Ukraine's paralympians have moved back up to 4th place in the medals table with impressive performances today which added 8 medals to their tally.

Long jumper Ruslan Katyshev led the field after his second jump which no-one was able to beat - giving him the gold. The achievement is even more remarkable because the visually impaired long jumpers require silence so that they can hear their trainer guiding them throughout the run-up and the jump itself. The bond between athlete and trainer is probably stronger than in many other paralympic sports. In an interview with BBC Ukrainian Katyshev dedicated the medal to his trainer, Tetyana Orlova and praised the London games for their organisation and huge support. In other track events, Oxana Boturchuk won silver in the 400m and Roman Pavlik the bronze in the men's 400m.

Ukraine's swimmers once again brought in a haul of medals - not letting a day go by without gold! Natalya Prologaeva added her third gold with a win in the 100m breaststroke and Maksym Veraksa collected a second gold in the 100m freestyle. Silver came to Danylo Chufarov in the 400m freestyle, while Ani Palian gained bronze in the 50m freestyle.

Ukraine's first fencing medal came from Anton Datsko, who won silver in the men's individual foil.

Ukraine's medal tally now stands at 18 gold, 15 silver and 17 bronze - 50 in total. There is some way to go to achieve Ukraine's ambition of coming third in the medals table, but the talent and dedication of the paralympic squad is not in doubt. The women's sitting volleyball team has reached the semi-finals and the 7-a-side football team has impressed everyone who has seen them play.
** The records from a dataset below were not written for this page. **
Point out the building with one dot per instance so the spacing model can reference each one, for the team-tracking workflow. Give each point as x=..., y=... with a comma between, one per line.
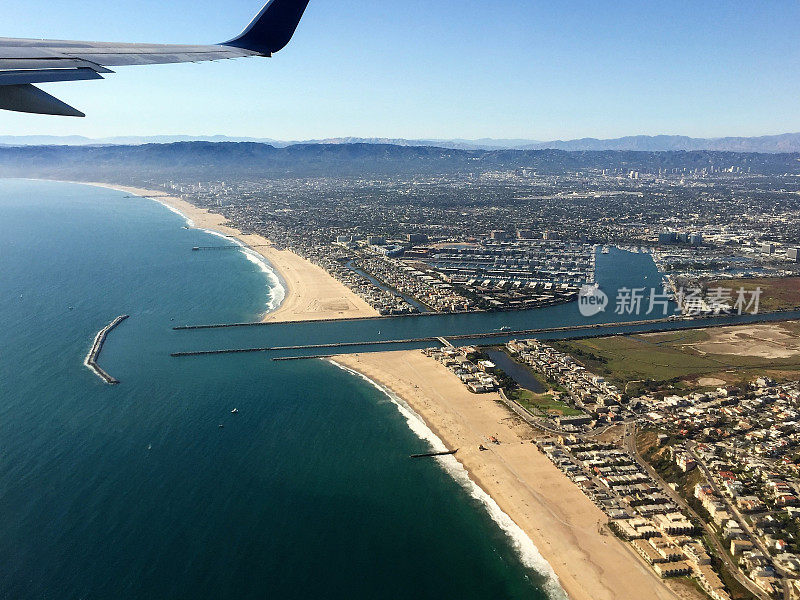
x=667, y=237
x=678, y=569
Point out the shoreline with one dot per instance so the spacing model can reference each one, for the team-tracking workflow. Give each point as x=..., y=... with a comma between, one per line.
x=309, y=292
x=522, y=543
x=567, y=530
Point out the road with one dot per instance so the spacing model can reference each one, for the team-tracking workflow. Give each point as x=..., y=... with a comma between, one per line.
x=734, y=510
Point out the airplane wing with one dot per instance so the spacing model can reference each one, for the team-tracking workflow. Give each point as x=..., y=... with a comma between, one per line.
x=24, y=62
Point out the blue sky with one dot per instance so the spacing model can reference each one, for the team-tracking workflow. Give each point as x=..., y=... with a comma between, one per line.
x=436, y=69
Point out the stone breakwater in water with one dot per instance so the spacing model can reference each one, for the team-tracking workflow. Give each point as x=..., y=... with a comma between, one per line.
x=97, y=346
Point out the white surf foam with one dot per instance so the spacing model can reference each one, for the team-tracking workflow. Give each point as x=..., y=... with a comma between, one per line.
x=171, y=208
x=522, y=544
x=276, y=291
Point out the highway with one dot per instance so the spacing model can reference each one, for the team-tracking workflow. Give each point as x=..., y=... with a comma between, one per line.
x=629, y=443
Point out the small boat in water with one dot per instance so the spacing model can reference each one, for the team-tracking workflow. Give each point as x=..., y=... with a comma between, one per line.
x=433, y=454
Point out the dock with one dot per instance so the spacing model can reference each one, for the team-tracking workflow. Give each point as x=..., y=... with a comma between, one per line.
x=97, y=346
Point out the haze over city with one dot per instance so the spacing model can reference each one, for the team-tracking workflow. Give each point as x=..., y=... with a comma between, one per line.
x=504, y=69
x=370, y=300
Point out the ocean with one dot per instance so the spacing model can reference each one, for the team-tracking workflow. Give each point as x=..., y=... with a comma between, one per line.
x=154, y=488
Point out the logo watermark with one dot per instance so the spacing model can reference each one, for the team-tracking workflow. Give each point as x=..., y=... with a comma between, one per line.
x=592, y=300
x=686, y=301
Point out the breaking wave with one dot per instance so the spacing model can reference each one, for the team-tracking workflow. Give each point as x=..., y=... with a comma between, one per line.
x=522, y=544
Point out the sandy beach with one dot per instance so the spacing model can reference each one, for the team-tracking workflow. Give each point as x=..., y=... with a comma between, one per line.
x=311, y=294
x=567, y=528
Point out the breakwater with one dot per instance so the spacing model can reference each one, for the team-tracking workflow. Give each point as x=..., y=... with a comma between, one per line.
x=97, y=346
x=426, y=339
x=579, y=331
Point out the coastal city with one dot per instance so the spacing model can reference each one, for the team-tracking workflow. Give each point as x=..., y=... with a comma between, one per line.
x=436, y=300
x=703, y=485
x=517, y=239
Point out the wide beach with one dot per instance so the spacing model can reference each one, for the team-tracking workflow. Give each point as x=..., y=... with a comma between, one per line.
x=568, y=530
x=311, y=294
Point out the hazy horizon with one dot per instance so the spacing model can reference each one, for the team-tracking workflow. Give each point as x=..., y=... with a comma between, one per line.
x=448, y=70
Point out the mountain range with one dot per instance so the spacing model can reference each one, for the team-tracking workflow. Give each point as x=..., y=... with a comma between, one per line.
x=787, y=142
x=227, y=160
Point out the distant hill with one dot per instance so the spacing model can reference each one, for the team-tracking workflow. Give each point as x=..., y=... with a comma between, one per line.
x=222, y=161
x=787, y=142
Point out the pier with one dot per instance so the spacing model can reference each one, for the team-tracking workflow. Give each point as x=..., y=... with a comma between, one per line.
x=97, y=346
x=231, y=247
x=580, y=332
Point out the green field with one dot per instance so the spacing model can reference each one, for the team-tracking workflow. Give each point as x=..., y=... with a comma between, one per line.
x=667, y=362
x=544, y=404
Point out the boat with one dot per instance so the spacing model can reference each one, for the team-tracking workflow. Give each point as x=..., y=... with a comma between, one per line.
x=432, y=454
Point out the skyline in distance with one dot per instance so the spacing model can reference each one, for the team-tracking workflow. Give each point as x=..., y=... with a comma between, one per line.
x=468, y=70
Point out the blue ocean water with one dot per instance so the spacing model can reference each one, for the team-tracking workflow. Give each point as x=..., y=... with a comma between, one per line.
x=135, y=491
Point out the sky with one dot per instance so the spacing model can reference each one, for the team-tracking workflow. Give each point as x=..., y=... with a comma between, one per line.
x=435, y=69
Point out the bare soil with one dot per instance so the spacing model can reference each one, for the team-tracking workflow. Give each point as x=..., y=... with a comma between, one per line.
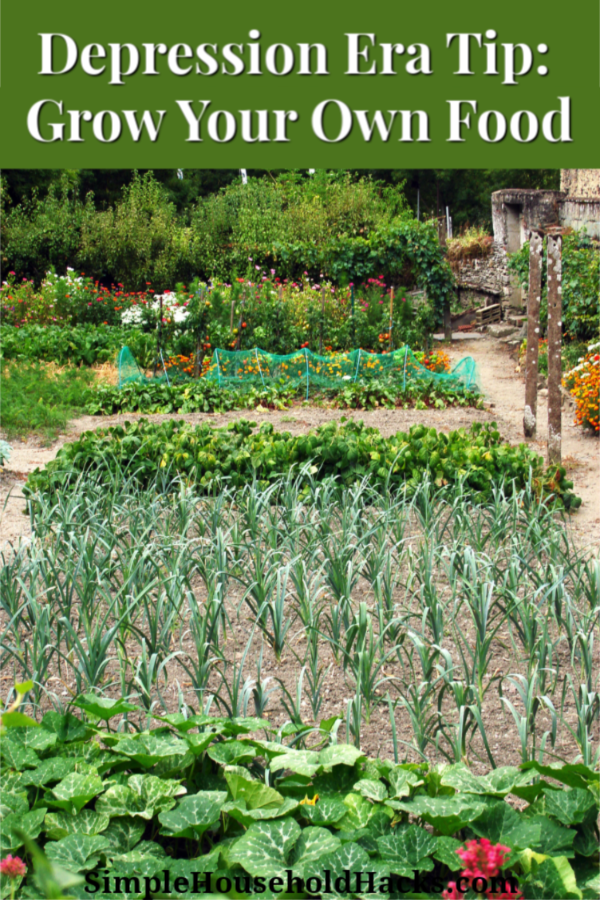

In an article in today's Times, Owen Slot writes about Valeriy Sushkevych, head of the Ukrainian Paralympic Committee, who lost the use of his legs to polio aged three, who has been the inspirational force behind Ukraine's paralympic success and who has established a training system which is unique in the world - combining training with intensive high performance care. Even the Chinese have been to visit the Evpatoria training facility and copied it. This article, which follows others about Ukraine's paralympic successes, is a fitting tribute to Sushkevych, who has devoted his life to championing disabled sport and the rights of disable people.